One of the superpowers of MMTk is that it supports parallelism in the garbage collector. Unlike Ruby’s default garbage collector, MMTk can split the work that needs to be done during a GC cycle (marking, sweeping, moving, etc.) into small chunks (MMTk calls these “work packets”) and process these work packets in parallel across multiple CPU cores.

It’s important to note however that while MMTk can perform its GC work in parallel, it does not run concurrently with the VM. In that sense, MMTk is a parallelized GC implementation, but it is not concurrent, meaning that Ruby code cannot run while the garbage collector is running, so it still requires the Ruby VM to be stopped.

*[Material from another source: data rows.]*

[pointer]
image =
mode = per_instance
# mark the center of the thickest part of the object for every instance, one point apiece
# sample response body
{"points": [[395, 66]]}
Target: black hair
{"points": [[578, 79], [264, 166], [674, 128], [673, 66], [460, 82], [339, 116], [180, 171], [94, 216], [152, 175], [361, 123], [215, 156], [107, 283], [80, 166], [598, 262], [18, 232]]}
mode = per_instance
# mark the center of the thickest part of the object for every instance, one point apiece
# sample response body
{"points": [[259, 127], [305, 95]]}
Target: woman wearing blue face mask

There were many challenges that we had to overcome to move from a serial garbage collector to a parallel one, including removing dependence on thread-local variables and race conditions. However, while those issues were apparent as crashes and unexpected behavior, we ran into a tricky problem: our garbage collection cycles were slower the more threads we used!

This was counterintuitive, because if each CPU core does less work, then shouldn’t it run faster? We looked at performance profiles more closely, and saw that it was the finalization phase that was slower. The finalization phase iterates over all dead objects to run code to do things like reclaim memory or close file descriptors. Specifically, we found that the culprit was free, the function that frees memory allocated through malloc. In the following graph, we freed 100 million 32-byte pieces of memory using free. We measure the time taken (in milliseconds) with the work split across a varying number of threads and using various implementations of malloc. We see that for glibc, jemalloc, and tcmalloc, they all scale negatively with the number of threads. The only allocator that offers any scalability is mimalloc, but we see little to no gain past a factor of 4. This is likely due to mimalloc’s design for a fast free that maximizes concurrency.

Threads	glibc	jemalloc	tcmalloc	mimalloc
1	1,263	3,935	4,988	903
2	5,002	11,719	13,539	493
3	5,787	17,606	11,374	346
4	6,790	22,478	17,295	265
5	8,058		17,785	291
6	7,473		19,227	243
10	9,400		23,350	230
100	11,260		24,195	228

Another difference between MMTk and the default GC is that if an object does not require finalization (i.e. it does not have any resources that need to be reclaimed), then we don’t need to visit it at all, further improving performance. MMTk can use a bump pointer allocator, which increments a pointer for every allocation until it reaches the end of the allocation space. Meanwhile, the default GC in Ruby uses a freelist allocator, which uses a linked list of free slots to allocate objects into. Since building the freelist requires visiting all dead objects anyway, the default GC won’t be able to take advantage of this improvement.

The solution to this challenge was to avoid using malloc. Instead, MMTk allocates the buffer for common types (Array, String, and MatchData objects) using hidden Ruby objects instead. Since these buffer objects are now Ruby objects, they are also allocated through MMTk. As a result, these buffers now have automatic memory management, rather than manual memory management like malloc. This means that Array, String, and MatchData need to mark their buffer objects to keep those buffers alive in the marking phase, but, in return, they don’t need to do anything anymore during the finalization phase.

Future Work & Conclusion

In this blog post, we looked at a few of the challenges we encountered in integrating MMTk with Ruby and the solutions we used. We hope that sharing our experiences can provide insights for Ruby developers, garbage collector researchers, and language designers.

Work continues in MMTk’s fork of Ruby to experiment with more optimized memory layouts, new techniques for object movement, and integrations between JIT compilers and the garbage collector. We are also using the lessons we learned with MMTk to make improvements into Ruby upstream.